נָתַן doesn’t map well onto any English word. “Give” is the most common way to translate it, but that’s an artifact of usage; it just as much ‘means’ “put”, “add”, “make”, “apply” . . . The basic/core meaning is to transfer something from one location to another: “give” is just a transfer between persons, “put” is a transfer between places, “add” is a transfer to an existing set, etc. So “set” here is like “put”; God made them and then put them in specific places.
No, it couldn’t – you’re purposely mangling the Hebrew to fit a scheme forced on the text from an alien worldview.
This is why Dr. John Walton firmly insist that Genesis 1 is not about material creation – the details of material creation are there, but they’re only tie-down points for what’s really going on.
The place is secondary. When you put together the image-of-God point (from both genres here) with the temple-inauguration genre and the polemical function of the chapter, the message is that all these things which the Egyptians considered to be gods to rule the world are actually tools made by YHWH-Elohim, and the real rulers are humans since they are Yahweh’s image in His cosmic temple.
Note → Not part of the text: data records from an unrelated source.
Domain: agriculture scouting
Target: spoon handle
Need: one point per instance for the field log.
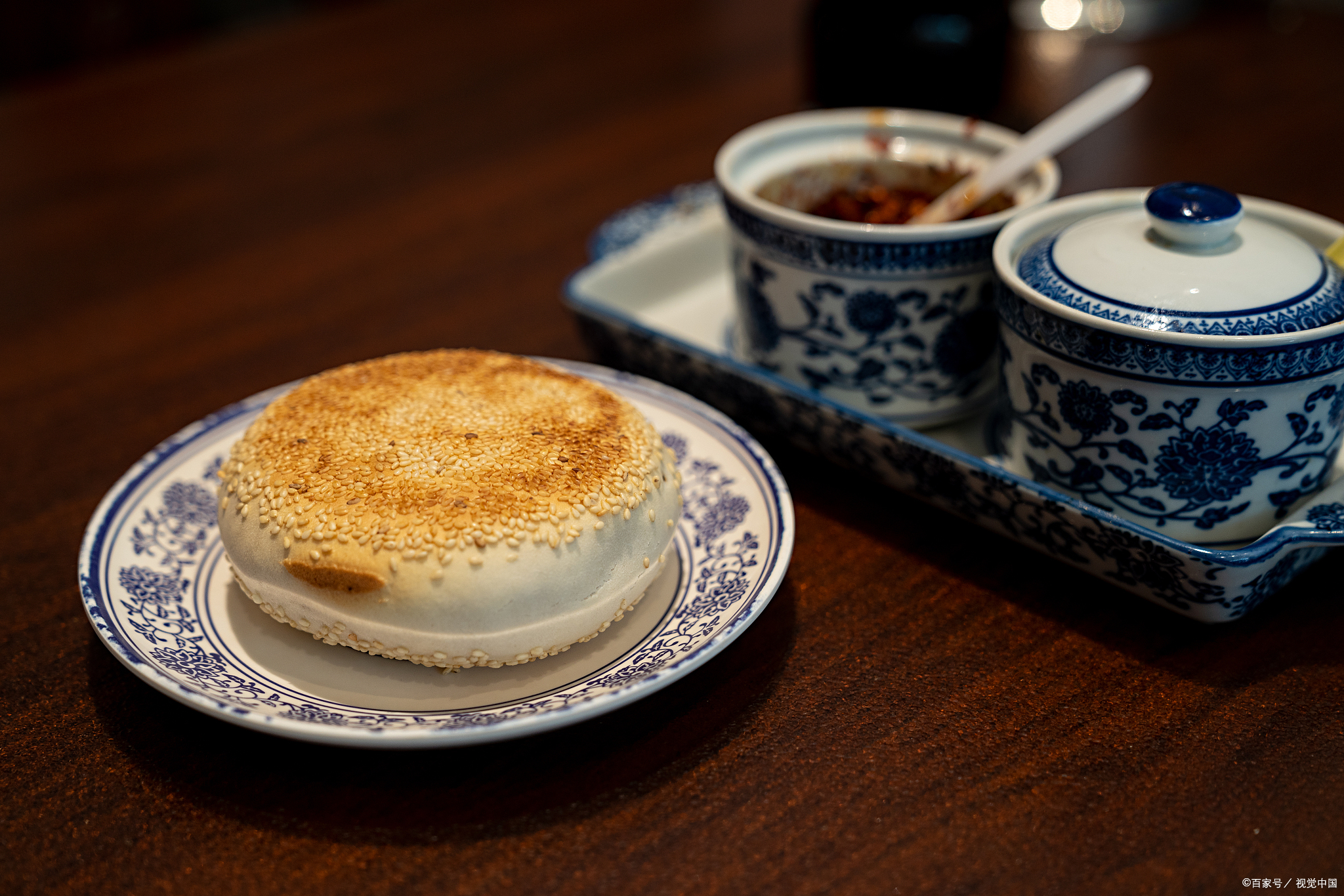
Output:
(1093, 108)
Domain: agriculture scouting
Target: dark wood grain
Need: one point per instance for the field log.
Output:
(922, 708)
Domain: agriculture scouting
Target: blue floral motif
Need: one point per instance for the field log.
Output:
(180, 645)
(1085, 407)
(190, 502)
(847, 257)
(1154, 566)
(763, 329)
(1278, 575)
(873, 339)
(148, 586)
(1168, 363)
(1327, 516)
(192, 664)
(872, 312)
(1198, 466)
(1208, 465)
(179, 529)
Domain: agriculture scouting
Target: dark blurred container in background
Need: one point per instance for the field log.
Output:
(946, 55)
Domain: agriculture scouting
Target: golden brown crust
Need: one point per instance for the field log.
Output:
(335, 578)
(417, 455)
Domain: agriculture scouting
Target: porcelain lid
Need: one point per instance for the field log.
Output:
(1187, 260)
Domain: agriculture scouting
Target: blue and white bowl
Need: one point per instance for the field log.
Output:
(894, 320)
(1173, 356)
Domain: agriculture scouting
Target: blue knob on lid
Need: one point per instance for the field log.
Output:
(1191, 214)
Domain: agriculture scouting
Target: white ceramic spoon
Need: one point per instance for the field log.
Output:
(1097, 106)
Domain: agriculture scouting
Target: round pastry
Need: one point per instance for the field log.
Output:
(453, 508)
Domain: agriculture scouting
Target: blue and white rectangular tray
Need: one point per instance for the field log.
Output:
(656, 298)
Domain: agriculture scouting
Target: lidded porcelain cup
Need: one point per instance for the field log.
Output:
(894, 320)
(1173, 356)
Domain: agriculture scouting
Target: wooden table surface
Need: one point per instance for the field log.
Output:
(924, 708)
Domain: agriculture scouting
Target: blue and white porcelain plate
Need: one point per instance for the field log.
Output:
(159, 593)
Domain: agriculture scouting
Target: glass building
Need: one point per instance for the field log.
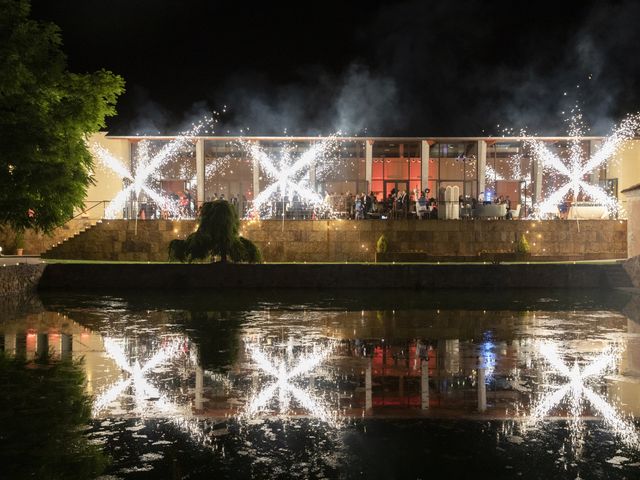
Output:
(205, 168)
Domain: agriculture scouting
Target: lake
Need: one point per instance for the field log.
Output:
(327, 384)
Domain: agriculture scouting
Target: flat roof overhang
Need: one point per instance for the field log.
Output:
(317, 138)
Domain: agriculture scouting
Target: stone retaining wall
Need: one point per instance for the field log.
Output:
(19, 279)
(36, 243)
(342, 276)
(355, 241)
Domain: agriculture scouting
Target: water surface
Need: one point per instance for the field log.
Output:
(367, 384)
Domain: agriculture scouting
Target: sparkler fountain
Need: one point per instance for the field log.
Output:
(578, 165)
(285, 370)
(289, 175)
(147, 167)
(577, 389)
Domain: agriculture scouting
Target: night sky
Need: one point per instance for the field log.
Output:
(421, 68)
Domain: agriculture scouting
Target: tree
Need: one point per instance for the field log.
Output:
(217, 235)
(46, 115)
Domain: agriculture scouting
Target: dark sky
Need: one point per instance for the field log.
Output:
(449, 68)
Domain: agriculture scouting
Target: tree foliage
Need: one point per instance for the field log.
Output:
(381, 244)
(46, 114)
(216, 236)
(43, 411)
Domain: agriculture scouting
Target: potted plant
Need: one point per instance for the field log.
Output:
(18, 243)
(522, 248)
(381, 247)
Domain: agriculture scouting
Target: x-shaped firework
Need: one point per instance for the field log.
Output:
(147, 165)
(577, 389)
(576, 168)
(289, 176)
(285, 370)
(136, 377)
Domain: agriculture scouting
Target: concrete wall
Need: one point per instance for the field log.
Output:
(36, 243)
(625, 166)
(108, 183)
(357, 275)
(19, 279)
(354, 241)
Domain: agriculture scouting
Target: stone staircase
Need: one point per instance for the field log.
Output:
(69, 247)
(616, 276)
(122, 240)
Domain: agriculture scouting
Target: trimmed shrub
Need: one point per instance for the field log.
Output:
(382, 245)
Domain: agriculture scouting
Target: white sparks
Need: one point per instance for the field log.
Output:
(577, 168)
(290, 176)
(146, 396)
(577, 389)
(147, 166)
(285, 371)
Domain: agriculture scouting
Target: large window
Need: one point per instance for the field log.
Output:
(228, 172)
(396, 166)
(509, 173)
(170, 186)
(453, 164)
(342, 170)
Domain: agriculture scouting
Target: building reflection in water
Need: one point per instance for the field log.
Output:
(574, 387)
(336, 365)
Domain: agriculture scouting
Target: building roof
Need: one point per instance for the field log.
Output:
(632, 188)
(397, 139)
It’s about the relationship.
One of my biology professors pointed out that “the meek shall inherit the earth” applies to biology: by the numbers, the most common survival strategy we observe is hiding.
Exactly. It could even be used as an example of good conclusions based on the observational capacity/capabilities available.
It shouldn’t be used as science; its place is in the history of science!